An Ansible playbook for a docker-based homelab with automatic maintenance and monitoring.


Flexible docker-compose templates for various services like Nextcloud, Vaultwarden, Gitea, Prometheus+Grafana,...

All services are set up ready-to-use with a Traefik reverse proxy and automatic TLS certificates.

Unattended server maintenance with auto updates, S.M.A.R.T monitoring, BTRFS snapshots and email notifications.


Features

This playbook includes tasks for:

  • Setting up the host system (packages, user, mounts,...).
  • Deploying all docker services according to their docker-compose templates.
  • Setting up fully automatic maintenance tasks like:
    • BTRFS snapshots and backups to a different drive using the btrbk utility
    • BTRFS scrubbing
    • S.M.A.R.T. monitoring with email notifications
    • automatic system and container updates.

Various configuration can be done using variables defined in group_vars or in vault.yml. For almost all files, templates are used to craft configuration files or docker-compose.yml files according to set variables.

This repo contains ready-to-use container setups for:

All these services are setup to be exposed through Traefik on different domains by simply providing domain names for the services in vault.yml.

Quick start

  1. Clone the repo.
  2. Run ./git-init.sh
  3. (optionally: run source unlock-bw.sh)
  4. Deploy (see below)

Deploy everything:

make deploy
  • Deploy only host os system setup: make system
  • Deploy only docker-compose changes: make containers
  • Deploy only maintenance changes: make maintenance

Ansible-Vault

This repo uses ansible-vault to encrypt secret variables used by Ansible (passwords, domain names, etc.). This affects the file vars/vault.yml. A template for vault.yml can be found in vars/vault.yml.template The password for the encryption is obtained by bitwarden-cli in the script vault-pass.sh. Therefore you can encrypt and decrypt by just entering your bitwarden master password by just writing:

make encrypt
make decrpyt

Always remember to encrypt the vault before commiting! Also, absolutely run the script git-init.sh after cloning to install a pre-commit hook which prevents committing the unencrypted vault!


Roles

The repo contains 3 ansible roles:

  1. system
  2. containers
  3. maintenance

system role

  • installs all packages defined in extra_packages
  • sets correct permissions for docker
  • sets fstab mount points for a "NAS" and a "BACKUP" drive
  • sets up smartd with a sane monitoring configuration and email alerts

Note: SSH configuration is skipped for now.

container role

  • Creates the folder structure for docker-compose files according to enabled services
  • Deploys the docker-compose.yml templates for the services in their respective folders
  • Makes some special configuration for nextcloud, if nextcloud is enabled

maintenance role

At the heart of the maintenance role is the script mpserver-maintenance.sh which gets deployed by ansible. Additionally:

  • A systemd timer is set up which triggers above script every night at 2 A.M.
  • The btrbk.conf file is deployed
  • An uptime-monitor.sh script is deployed which checks continously whether the server is online. When it is offline, it optionally executes an ssh command (I use it to restart my router). After successful reconnect, an E-Mail is sent about the downtime.
  • A systemd service is installed to start the uptime-monitor.sh script on boot.

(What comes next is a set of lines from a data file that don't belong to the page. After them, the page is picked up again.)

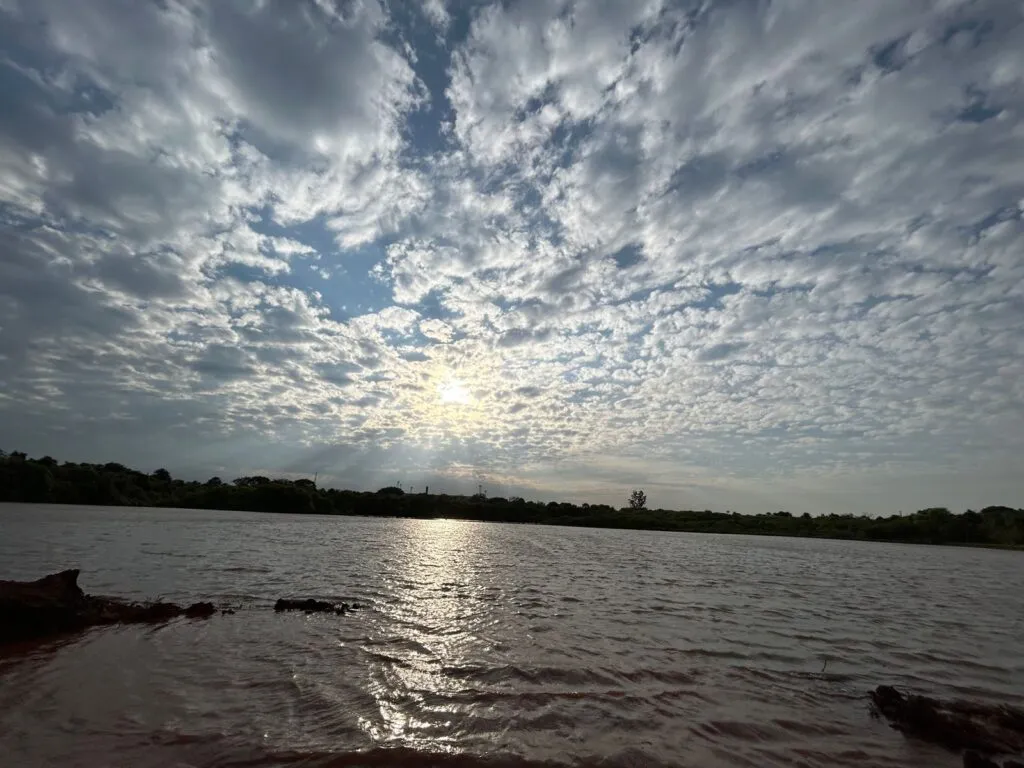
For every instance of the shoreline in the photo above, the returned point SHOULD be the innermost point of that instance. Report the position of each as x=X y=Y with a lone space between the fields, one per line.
x=546 y=523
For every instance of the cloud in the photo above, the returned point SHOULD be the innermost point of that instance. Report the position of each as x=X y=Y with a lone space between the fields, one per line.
x=748 y=255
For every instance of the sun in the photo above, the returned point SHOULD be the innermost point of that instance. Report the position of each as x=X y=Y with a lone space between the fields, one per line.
x=454 y=391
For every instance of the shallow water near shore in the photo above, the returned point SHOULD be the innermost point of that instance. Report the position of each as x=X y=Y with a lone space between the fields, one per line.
x=485 y=644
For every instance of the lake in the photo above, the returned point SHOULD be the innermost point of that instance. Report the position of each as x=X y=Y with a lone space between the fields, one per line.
x=485 y=644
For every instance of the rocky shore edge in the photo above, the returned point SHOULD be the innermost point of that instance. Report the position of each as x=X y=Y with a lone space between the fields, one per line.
x=983 y=733
x=55 y=605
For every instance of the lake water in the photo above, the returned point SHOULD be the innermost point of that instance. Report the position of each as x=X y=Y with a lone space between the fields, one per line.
x=496 y=645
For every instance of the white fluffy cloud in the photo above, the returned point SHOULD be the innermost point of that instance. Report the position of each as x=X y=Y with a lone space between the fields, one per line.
x=747 y=255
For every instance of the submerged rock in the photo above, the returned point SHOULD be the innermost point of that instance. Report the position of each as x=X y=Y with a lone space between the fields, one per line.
x=56 y=604
x=309 y=605
x=981 y=730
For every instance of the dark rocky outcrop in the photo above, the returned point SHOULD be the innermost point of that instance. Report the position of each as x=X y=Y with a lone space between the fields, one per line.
x=309 y=605
x=981 y=731
x=56 y=604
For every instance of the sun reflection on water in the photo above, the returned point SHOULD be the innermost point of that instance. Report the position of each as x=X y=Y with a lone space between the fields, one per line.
x=436 y=630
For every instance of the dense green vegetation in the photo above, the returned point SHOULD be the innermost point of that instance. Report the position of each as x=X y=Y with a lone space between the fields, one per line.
x=25 y=479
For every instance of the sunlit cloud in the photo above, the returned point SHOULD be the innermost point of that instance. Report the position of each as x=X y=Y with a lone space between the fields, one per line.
x=752 y=256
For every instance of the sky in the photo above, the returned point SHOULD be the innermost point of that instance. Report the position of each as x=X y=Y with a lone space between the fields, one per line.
x=743 y=254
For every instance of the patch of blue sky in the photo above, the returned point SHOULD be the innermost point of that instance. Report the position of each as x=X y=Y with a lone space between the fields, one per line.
x=350 y=288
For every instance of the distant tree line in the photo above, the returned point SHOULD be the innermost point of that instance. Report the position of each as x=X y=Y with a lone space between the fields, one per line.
x=45 y=479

Refer to section Automatic Maintenance for more details.


Automatic Maintenance

The custom bash script mpserver-maintenance.sh gets triggered every night at 2 A.M. by systemd. Based on the time (or command line flags), it decides what actions to take:

  • monthly tasks (when script is triggered on last sunday of a month)
  • weekly tasks (when script is triggered on a sunday except the last sunday of a month)
  • daily tasks (when triggered all other days between 0 A.M. and 6 A.M.)

The script can be triggered manually for daily, monthly or weekly tasks. Refer to sudo ./mpserver-maintenance.sh --help.

Usage: ./mpserver-maintenance.sh [<options>] [<command>]

Options:
	--dry-run	Don't execute anything, only show what would be executed
	--no-email	Don't send an email with the log
	--help		Show this help message and exit.

Commands:
	daily		Run daily maintenance tasks
	weekly		Run weekly maintenance tasks
	monthly	Run monthly maintenance tasks

	If no command is passed, the script will determine the correct schedule and run the appropriate tasks.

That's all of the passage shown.